Mr. Stiles leaned over the side of his armchair, drooled a trickle of tobacco juice into the brass cuspidor just below, and stood up. “All right, Ira, come with me.”
“Yes, sir.” Ira felt as if his eagerness to please would burst through his skin.
He followed Mr. Stiles down a flight of stairs into the brightly lit cellar. Rows and rows of shelves filled with all manner of tins and glass jars stretched away toward the rear. In front, at the bottom of the stairs, two men in tan jackets were removing grocery items — canned goods, small fancy packages and string-tied paper bags — from the expanse of a wide zinc-sheathed table dominated by two tremendous spools of string. The two clerks fit the items neatly into a huge wicker hamper. Mr. Stiles introduced Ira to a short, sturdy, brisk man with curly brown hair, standing assertively on legs, not bowed but oddly concave, and speaking — with an unmistakable Jewish accent. He was Mr. Klein. He was the shipping clerk. He held a sheaf of small invoices in his hand. In the buttonhole on his jacket lapel, he wore the small bronze star that Ira had come to recognize as the badge of the World War veteran.

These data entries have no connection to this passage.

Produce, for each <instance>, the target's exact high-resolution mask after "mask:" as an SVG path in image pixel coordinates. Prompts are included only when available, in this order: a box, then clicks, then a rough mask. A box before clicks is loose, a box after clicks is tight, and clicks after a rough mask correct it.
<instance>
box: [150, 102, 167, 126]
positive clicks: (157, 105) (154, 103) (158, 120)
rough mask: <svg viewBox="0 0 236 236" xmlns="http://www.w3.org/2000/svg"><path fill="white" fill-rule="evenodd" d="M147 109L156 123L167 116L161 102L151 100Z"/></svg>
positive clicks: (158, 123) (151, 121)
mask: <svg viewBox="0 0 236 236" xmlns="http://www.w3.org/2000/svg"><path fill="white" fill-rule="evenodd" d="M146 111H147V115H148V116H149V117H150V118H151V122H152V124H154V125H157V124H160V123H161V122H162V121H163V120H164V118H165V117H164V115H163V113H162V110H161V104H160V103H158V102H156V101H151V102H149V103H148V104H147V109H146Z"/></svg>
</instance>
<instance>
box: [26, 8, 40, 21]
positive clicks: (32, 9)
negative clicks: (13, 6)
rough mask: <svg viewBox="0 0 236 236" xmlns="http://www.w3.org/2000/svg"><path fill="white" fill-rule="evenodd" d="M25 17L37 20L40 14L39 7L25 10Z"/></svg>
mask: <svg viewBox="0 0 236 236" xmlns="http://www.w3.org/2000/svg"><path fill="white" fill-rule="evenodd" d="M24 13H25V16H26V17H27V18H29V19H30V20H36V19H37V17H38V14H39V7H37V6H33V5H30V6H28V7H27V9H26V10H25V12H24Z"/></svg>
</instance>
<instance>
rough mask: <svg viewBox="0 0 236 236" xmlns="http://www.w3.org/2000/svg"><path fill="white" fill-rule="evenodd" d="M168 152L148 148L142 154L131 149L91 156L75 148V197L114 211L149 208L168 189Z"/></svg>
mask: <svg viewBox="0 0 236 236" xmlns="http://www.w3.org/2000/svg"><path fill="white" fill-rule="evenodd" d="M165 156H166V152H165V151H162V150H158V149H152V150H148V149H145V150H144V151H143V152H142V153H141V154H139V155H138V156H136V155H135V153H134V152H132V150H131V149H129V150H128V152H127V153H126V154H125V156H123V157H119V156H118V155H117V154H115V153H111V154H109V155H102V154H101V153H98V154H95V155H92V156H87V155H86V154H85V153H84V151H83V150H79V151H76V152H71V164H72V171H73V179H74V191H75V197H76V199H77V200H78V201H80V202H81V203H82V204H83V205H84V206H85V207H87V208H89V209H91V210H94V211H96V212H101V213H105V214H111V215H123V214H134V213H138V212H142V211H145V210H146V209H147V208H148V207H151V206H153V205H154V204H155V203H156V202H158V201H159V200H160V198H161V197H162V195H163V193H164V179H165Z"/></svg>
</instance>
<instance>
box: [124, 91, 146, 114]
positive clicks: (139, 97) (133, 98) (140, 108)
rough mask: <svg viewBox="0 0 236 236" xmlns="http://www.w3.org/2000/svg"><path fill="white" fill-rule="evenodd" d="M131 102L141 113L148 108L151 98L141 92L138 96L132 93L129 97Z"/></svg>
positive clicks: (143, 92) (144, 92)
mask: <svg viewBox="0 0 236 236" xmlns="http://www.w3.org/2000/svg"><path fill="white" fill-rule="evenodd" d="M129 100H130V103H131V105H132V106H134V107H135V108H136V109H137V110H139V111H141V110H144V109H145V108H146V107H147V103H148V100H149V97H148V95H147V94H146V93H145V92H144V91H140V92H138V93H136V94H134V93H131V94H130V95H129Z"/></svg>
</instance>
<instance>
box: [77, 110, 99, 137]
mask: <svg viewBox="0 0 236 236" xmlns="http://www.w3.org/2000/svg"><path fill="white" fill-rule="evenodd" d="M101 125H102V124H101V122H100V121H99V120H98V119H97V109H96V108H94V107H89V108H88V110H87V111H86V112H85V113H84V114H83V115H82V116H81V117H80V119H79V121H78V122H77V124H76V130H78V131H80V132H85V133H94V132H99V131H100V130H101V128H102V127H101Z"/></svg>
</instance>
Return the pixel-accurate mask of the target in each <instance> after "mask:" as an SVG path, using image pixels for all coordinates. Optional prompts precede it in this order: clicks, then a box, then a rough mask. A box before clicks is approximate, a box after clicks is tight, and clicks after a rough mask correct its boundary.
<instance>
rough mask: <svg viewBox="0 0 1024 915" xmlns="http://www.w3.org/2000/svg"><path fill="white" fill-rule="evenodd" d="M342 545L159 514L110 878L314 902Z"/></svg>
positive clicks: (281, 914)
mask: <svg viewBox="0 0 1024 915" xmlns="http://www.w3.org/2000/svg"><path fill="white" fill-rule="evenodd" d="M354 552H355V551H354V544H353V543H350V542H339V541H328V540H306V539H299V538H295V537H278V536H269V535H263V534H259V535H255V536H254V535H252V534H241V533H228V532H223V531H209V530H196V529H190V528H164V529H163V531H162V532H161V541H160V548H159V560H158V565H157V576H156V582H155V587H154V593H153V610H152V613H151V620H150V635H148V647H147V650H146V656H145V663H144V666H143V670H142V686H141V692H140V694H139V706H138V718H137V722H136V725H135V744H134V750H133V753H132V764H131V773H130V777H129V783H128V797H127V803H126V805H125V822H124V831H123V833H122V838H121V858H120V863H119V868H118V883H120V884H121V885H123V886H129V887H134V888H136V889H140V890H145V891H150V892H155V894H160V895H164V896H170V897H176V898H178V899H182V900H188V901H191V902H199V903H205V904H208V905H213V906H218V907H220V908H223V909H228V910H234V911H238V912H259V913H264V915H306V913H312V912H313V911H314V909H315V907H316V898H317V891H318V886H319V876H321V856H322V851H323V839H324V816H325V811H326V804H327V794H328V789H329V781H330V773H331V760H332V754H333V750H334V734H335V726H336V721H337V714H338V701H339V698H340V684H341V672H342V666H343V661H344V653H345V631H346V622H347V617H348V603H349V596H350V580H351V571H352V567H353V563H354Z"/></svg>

“Where’s Harvey?” Mr. Stiles asked.
“Down here somewhere. Harvey!” Mr. Klein called.
“Rightchere.”
“He’s over at the sink.”
Mr. Stiles crooked his finger at Ira to follow. Midway of the cellar, at one side, the sleek, muscular porter was churning soapy water in the deep, enameled utility sink, churning the water with a mop. “Right here, Mr. Stiles.” He held the mop handle between powerful hands. His palm was pale against the mop-handle, his face gravely alert; on his tan jacket he too wore the same emblem as Mr. Klein.
“Harvey, that elevator sump is getting pretty bad, don’t you think?”
“Yes, sir, Mr. Stiles.”
“Will you show this young fellow — Ira?”
Ira bobbed with alacrity.
“Show him how to clean it out, would you?”
“Yes, sir!”
“When he finishes that, send him over to Mr. Klein. He’ll tell you what to do next,” Mr. Stiles instructed.
“Yes, sir.”
At Harvey’s suggestion, Ira hung up his jacket in the toilet next to the sink. Harvey wrung out the mop between the rollers of the big pail, emptied it into the sink, got a wide, flat shovel out of the sink closet, gave it to Ira, and carrying the pail himself, led Ira over to the elevator used to lift or lower freight to and from the sidewalk. The elevator platform had been raised out of the way to street level. Down below, a couple of feet lower than the cellar floor, the massive spindle around which the elevator cable was wound stretched like a bridge above the surface of a square pond of inky, malodorous water. “You just stand on that axle,” said Harvey. “I’ll hand you the bucket an’ shovel.”
That was his stint: to clean out the sump by scooping up the muck with the shovel and emptying it into the bucket. When he had filled the bucket as nearly full as he dared, because he had to hoist it to floor level while balancing himself on the motor housing, he clambered up, lugged the bucket to the utility sink and dumped it. So this was the nice job he had dressed up so neatly for, Ira thought sullenly. Lousy bastard manager, why didn’t he let the porter do it? That’s what the porter was for. Still — the presentiment kept recurring as he crouched to scoop up the foul sludge — maybe he was being tested. They were testing him, he bet. If only he weren’t wearing his good Bar Mitzvah suit, his only good suit for weddings and special occasions, why did they have to do it just then? But that wasn’t their fault; that was his fault for harboring such nutty illusions, for being so anxious to please. For all the care he took to keep clear of spatters, he already had a dozen spots on his knee-pants. And look at his knees — smudges from the sump walls climbing out. Well, he couldn’t help it. Whatever Mom said, he was earning money, five dollars per week.